RDBMS Features vs Modern App Design
- Large subthread debates stored procedures, triggers, and database-enforced constraints.
- Critics say stored procedures are hard to source-control, debug, and scale, and split business logic awkwardly between app and DB.
- Defenders argue DB constraints and some procedural logic protect data integrity and are underused due to poor education and tooling.
- Foreign keys are seen by some as essential last-line defense; others report running high-scale systems (including financial) without FKs, relying on app tests and reconciliation.
- Broader disagreement on whether the database should be treated as core shared interface vs “implementation detail” hidden behind microservice APIs.
DuckDB over S3: Performance, Caching, and Formats
- DuckDB supports Parquet projection/filter pushdown and range reads from S3, especially effective with Hive-style partitioned paths.
- There is no built-in caching for S3 reads; some suggest using
fsspecfile caching when integrating via Python. - Latency and many small reads on S3 can be an issue; within AWS the monetary cost is deemed negligible, but queries on large datasets can still be slow.
- Parquet is described as the dominant open-source columnar format; ORC may be slightly better technically, but Parquet wins on ubiquity. CarbonData is largely unknown in the thread.
Client-Side DuckDB/WASM Use Cases
- Multiple commenters describe loading Parquet from S3/R2 into DuckDB WASM in the browser to power interactive “sheets” or analytics dashboards.
- Benefits cited: one bulk, compressed transfer instead of many JSON API calls; local SQL for complex aggregations; predictable performance on “medium” datasets (~100k+ rows).
- Others argue that plain JavaScript arrays or Arrow/Parquet libraries can be sufficient; DuckDB is justified mainly when OLAP-style queries and statistics are needed.
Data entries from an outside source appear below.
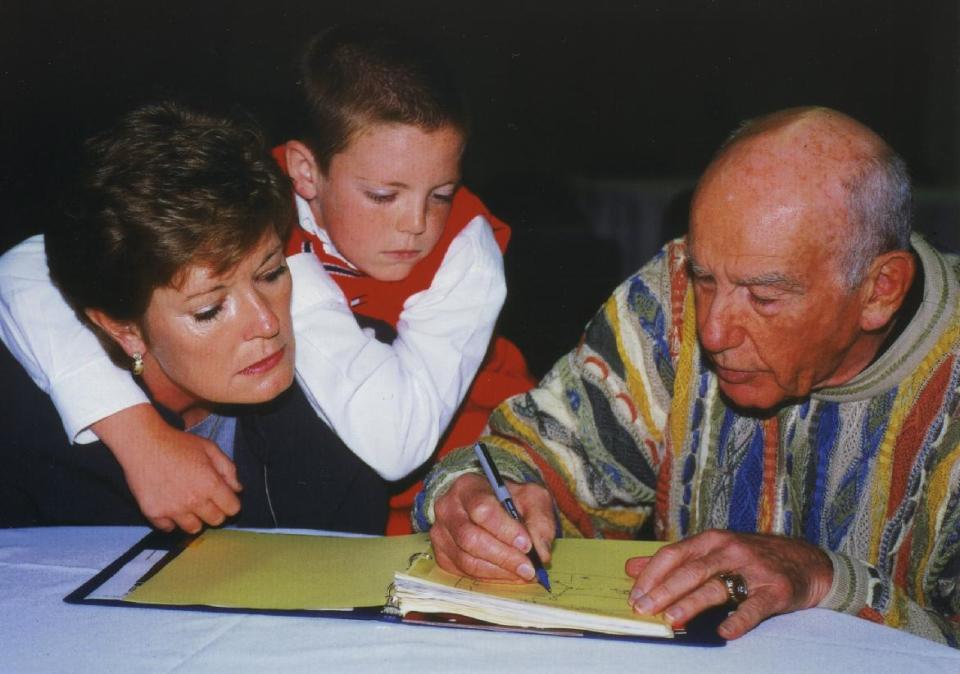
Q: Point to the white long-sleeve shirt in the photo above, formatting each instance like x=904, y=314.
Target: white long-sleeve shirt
x=388, y=402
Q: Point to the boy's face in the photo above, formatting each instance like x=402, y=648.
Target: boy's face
x=386, y=197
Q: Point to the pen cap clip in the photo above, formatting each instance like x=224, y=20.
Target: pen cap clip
x=490, y=470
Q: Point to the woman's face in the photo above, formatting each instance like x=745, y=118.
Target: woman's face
x=222, y=338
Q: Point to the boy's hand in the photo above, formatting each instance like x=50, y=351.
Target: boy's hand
x=474, y=535
x=178, y=479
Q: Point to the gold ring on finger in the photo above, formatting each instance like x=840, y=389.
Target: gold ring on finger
x=736, y=587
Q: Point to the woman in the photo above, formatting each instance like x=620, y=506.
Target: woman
x=172, y=251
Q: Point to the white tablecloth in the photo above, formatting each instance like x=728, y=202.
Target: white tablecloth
x=40, y=633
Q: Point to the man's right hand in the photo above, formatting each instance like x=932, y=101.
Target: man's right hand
x=473, y=535
x=178, y=479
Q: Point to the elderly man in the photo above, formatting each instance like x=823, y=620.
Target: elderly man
x=778, y=393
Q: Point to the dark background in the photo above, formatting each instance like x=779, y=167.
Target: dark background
x=577, y=105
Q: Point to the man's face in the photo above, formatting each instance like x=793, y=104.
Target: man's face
x=772, y=315
x=385, y=199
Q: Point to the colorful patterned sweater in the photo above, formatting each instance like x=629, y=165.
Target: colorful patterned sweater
x=629, y=431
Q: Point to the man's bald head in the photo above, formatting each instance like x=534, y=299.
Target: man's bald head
x=798, y=248
x=843, y=160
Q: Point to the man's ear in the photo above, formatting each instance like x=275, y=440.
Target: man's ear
x=125, y=333
x=886, y=286
x=303, y=169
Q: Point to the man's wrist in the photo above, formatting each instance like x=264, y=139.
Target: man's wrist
x=850, y=589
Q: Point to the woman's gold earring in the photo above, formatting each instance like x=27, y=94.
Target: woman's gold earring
x=137, y=366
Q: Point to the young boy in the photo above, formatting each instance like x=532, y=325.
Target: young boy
x=412, y=255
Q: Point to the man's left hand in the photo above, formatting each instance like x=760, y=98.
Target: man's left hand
x=782, y=575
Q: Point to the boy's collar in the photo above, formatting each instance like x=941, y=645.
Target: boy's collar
x=309, y=224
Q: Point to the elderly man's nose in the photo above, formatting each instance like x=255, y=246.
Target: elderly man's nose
x=718, y=326
x=413, y=220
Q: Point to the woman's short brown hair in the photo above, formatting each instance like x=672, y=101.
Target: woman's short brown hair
x=165, y=187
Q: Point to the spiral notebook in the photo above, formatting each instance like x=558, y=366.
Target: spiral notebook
x=383, y=578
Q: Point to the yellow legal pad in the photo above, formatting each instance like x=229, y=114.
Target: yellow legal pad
x=246, y=569
x=270, y=571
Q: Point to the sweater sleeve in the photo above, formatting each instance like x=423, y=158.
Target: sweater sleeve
x=590, y=430
x=390, y=403
x=62, y=356
x=926, y=600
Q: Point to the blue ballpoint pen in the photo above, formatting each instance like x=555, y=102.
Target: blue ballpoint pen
x=503, y=495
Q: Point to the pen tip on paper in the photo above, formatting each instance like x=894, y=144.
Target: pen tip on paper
x=543, y=579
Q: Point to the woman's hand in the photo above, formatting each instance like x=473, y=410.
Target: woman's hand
x=178, y=479
x=473, y=535
x=781, y=574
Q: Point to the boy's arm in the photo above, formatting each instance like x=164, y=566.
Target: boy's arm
x=391, y=403
x=176, y=477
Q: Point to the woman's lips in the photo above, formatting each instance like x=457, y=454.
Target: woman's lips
x=266, y=364
x=402, y=255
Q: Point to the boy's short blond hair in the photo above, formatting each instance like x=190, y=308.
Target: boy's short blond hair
x=356, y=75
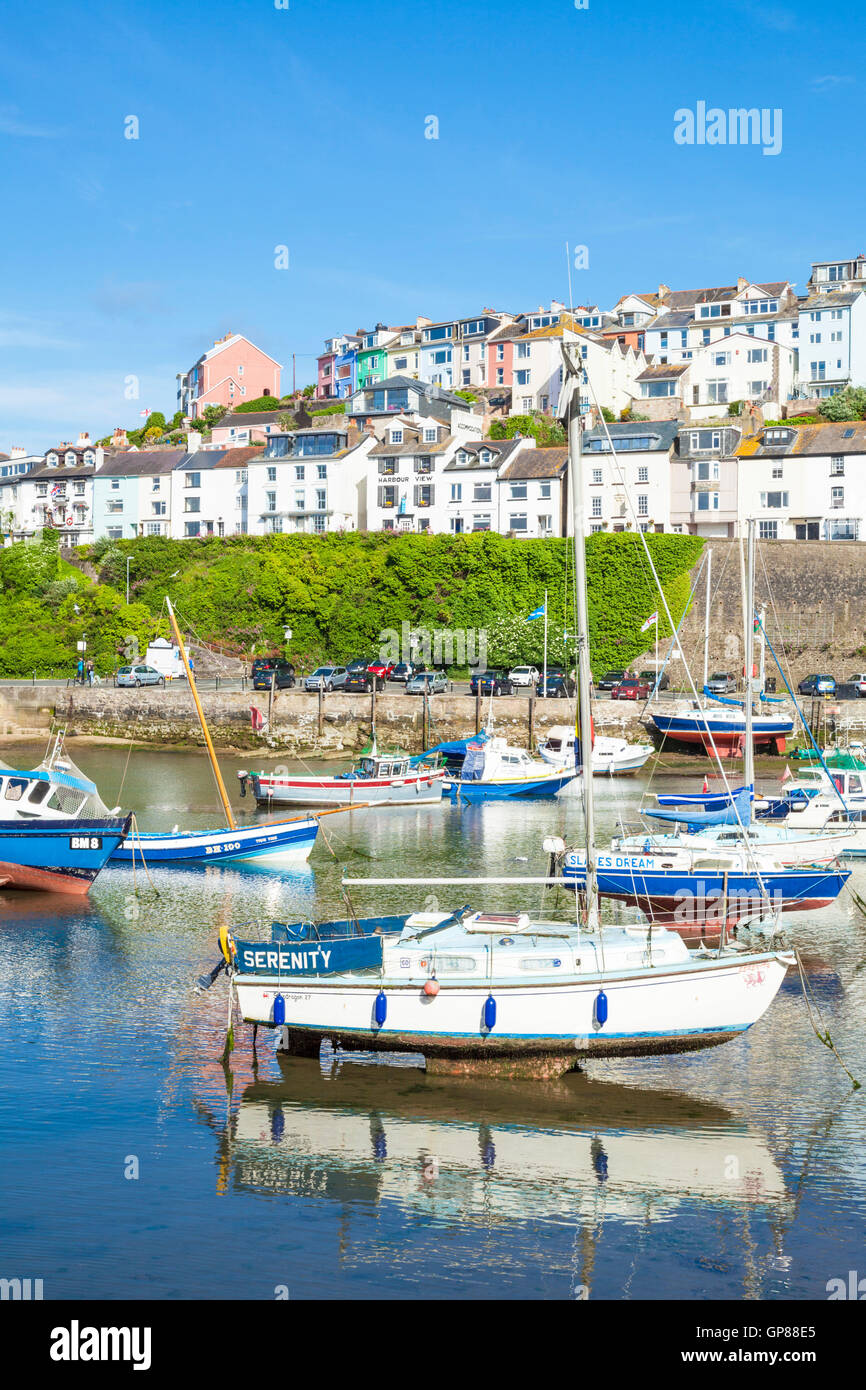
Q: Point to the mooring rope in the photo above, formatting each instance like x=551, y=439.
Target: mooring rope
x=822, y=1036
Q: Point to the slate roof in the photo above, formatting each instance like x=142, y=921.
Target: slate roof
x=662, y=432
x=537, y=463
x=809, y=441
x=501, y=449
x=663, y=370
x=136, y=463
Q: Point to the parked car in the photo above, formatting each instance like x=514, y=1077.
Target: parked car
x=722, y=683
x=651, y=677
x=524, y=674
x=382, y=669
x=631, y=688
x=139, y=676
x=275, y=669
x=427, y=683
x=327, y=679
x=560, y=684
x=818, y=685
x=487, y=683
x=359, y=680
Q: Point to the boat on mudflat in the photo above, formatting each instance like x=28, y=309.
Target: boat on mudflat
x=382, y=780
x=57, y=856
x=610, y=756
x=688, y=887
x=277, y=844
x=498, y=991
x=722, y=729
x=492, y=770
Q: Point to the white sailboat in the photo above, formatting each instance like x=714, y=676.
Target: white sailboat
x=503, y=993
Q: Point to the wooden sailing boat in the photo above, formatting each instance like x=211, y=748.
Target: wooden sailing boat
x=271, y=844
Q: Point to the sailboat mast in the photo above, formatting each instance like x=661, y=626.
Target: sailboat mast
x=200, y=713
x=576, y=483
x=748, y=602
x=706, y=619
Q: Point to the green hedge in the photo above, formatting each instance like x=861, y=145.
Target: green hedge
x=337, y=592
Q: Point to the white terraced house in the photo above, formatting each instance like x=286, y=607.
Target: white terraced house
x=310, y=480
x=805, y=483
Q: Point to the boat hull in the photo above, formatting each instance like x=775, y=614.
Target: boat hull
x=711, y=1001
x=57, y=856
x=723, y=734
x=414, y=790
x=690, y=901
x=499, y=788
x=273, y=845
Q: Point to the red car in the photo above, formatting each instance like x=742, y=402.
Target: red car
x=631, y=690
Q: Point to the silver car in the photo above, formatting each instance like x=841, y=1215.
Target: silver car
x=325, y=679
x=427, y=683
x=139, y=676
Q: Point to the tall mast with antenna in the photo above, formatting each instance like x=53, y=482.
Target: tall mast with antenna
x=576, y=483
x=748, y=606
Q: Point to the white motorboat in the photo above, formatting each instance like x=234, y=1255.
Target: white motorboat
x=388, y=779
x=610, y=756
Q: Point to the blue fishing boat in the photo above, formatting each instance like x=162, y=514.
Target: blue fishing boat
x=722, y=729
x=687, y=887
x=60, y=855
x=278, y=843
x=730, y=811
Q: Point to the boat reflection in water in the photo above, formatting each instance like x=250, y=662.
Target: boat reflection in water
x=481, y=1153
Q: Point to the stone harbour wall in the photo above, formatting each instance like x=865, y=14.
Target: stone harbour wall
x=299, y=723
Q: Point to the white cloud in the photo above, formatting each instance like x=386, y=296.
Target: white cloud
x=20, y=331
x=13, y=124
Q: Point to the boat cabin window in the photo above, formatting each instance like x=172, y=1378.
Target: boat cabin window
x=455, y=965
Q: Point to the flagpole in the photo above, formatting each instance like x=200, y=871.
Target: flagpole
x=544, y=684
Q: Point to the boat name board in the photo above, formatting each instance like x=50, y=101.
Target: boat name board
x=309, y=958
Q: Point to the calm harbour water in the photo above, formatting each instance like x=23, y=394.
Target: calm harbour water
x=737, y=1172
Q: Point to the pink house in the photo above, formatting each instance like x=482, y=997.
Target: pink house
x=231, y=371
x=501, y=356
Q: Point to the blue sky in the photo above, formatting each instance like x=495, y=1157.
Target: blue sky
x=305, y=127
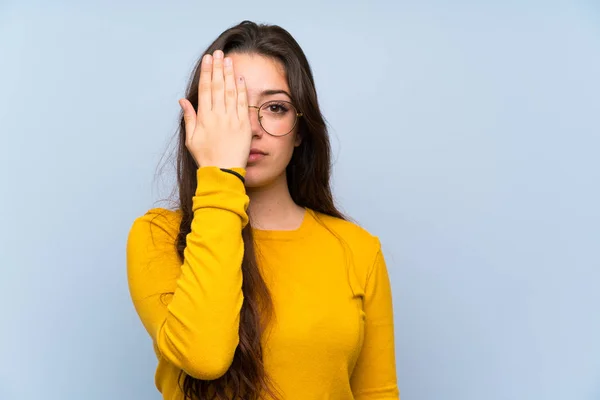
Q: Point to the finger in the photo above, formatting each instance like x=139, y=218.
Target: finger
x=189, y=118
x=230, y=89
x=204, y=84
x=242, y=100
x=218, y=83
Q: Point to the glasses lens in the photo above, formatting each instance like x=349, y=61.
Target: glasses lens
x=278, y=117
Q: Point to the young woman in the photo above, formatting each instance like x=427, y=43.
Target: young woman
x=256, y=286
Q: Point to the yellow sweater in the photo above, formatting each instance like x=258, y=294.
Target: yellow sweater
x=332, y=334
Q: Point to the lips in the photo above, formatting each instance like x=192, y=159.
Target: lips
x=257, y=151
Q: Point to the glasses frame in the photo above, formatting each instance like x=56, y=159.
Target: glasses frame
x=298, y=115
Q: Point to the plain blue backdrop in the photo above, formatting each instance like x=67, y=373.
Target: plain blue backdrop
x=466, y=136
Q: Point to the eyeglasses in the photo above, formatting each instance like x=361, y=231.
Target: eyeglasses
x=277, y=117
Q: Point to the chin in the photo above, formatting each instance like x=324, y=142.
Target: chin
x=258, y=177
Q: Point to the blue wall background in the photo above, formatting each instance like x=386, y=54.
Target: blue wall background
x=466, y=135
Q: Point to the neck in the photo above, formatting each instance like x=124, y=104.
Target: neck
x=272, y=208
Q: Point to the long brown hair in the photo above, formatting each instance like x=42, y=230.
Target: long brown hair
x=308, y=177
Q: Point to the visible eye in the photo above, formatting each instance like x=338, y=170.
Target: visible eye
x=276, y=108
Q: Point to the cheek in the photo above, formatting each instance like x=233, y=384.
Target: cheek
x=285, y=149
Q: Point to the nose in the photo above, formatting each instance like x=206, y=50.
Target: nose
x=255, y=126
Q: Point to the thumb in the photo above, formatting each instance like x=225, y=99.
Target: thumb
x=189, y=116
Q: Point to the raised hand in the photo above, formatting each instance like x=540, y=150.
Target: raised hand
x=219, y=133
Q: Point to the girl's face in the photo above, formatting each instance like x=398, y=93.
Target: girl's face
x=266, y=82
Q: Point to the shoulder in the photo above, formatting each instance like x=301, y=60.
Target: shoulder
x=362, y=244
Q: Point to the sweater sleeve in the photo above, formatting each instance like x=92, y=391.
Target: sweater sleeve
x=374, y=376
x=192, y=309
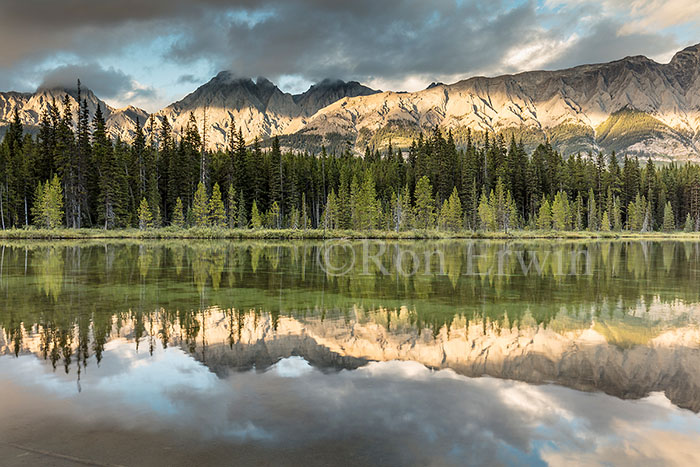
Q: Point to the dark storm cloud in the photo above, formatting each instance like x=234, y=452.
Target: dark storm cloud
x=312, y=39
x=188, y=78
x=359, y=39
x=603, y=43
x=104, y=82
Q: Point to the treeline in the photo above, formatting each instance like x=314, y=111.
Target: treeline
x=73, y=175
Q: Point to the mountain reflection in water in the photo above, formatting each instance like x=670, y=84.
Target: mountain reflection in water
x=245, y=347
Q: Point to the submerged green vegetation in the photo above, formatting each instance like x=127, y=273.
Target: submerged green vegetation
x=75, y=177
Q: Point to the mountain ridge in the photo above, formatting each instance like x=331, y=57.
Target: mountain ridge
x=633, y=104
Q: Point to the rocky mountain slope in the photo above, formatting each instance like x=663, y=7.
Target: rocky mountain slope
x=258, y=108
x=633, y=105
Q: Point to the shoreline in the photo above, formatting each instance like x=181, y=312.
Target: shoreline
x=208, y=233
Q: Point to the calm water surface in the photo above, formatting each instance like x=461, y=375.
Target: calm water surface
x=354, y=353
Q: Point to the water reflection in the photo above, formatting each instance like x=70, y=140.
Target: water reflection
x=397, y=413
x=248, y=341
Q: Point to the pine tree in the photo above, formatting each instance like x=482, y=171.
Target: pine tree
x=178, y=219
x=274, y=216
x=112, y=200
x=688, y=226
x=200, y=208
x=669, y=219
x=592, y=211
x=453, y=217
x=48, y=204
x=487, y=214
x=242, y=215
x=145, y=216
x=217, y=213
x=330, y=214
x=255, y=218
x=616, y=215
x=425, y=204
x=232, y=208
x=544, y=216
x=560, y=211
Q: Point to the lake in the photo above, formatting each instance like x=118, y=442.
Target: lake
x=454, y=352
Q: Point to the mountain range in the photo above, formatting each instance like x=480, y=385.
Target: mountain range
x=634, y=105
Views, ETL, and Data Sharing
- Some view DuckDB views over S3 Parquet as a lightweight abstraction to share datasets: recipients attach a DuckDB file and always see the latest definition.
- Skeptics say you could just share an S3 URL and/or example SQL; maintaining intermediate views may belong with analysts, not app developers.
- Concerns about stacking views: harder debugging, silent breakage on source changes, and dependency management vs more explicit ETL stages.
- Others emphasize that this pattern is not meant to replace a warehouse or full pipeline, just to offer a novel, convenient sharing mechanism.
SQLite vs DuckDB for Sharing Data
- For small exports, some prefer SQLite due to universality and tooling.
- Others note DuckDB’s advantage for large analytical workloads (aggregations, window functions) despite SQLite’s simplicity.
File Format Stability and Catalog Ideas
- Earlier DuckDB versions caused compatibility issues when tools lagged behind the file format; stability is reported to be better from 0.10 onward.
- Some avoid the issue by storing only views over Parquet and recreating DB files as needed.
- There is interest in treating DuckDB itself as a catalog over S3 (snapshots, time travel); Iceberg integration is mentioned but not a full catalog solution yet.
Ecosystem and Tooling
- Mentions of managed/extended DuckDB services (e.g., serverless warehouses, ingestion Lambdas) and a desktop SQL IDE integrating DuckDB.
- DuckDB is compared to Trino/Presto conceptually but distinguished as in-process rather than cluster-based.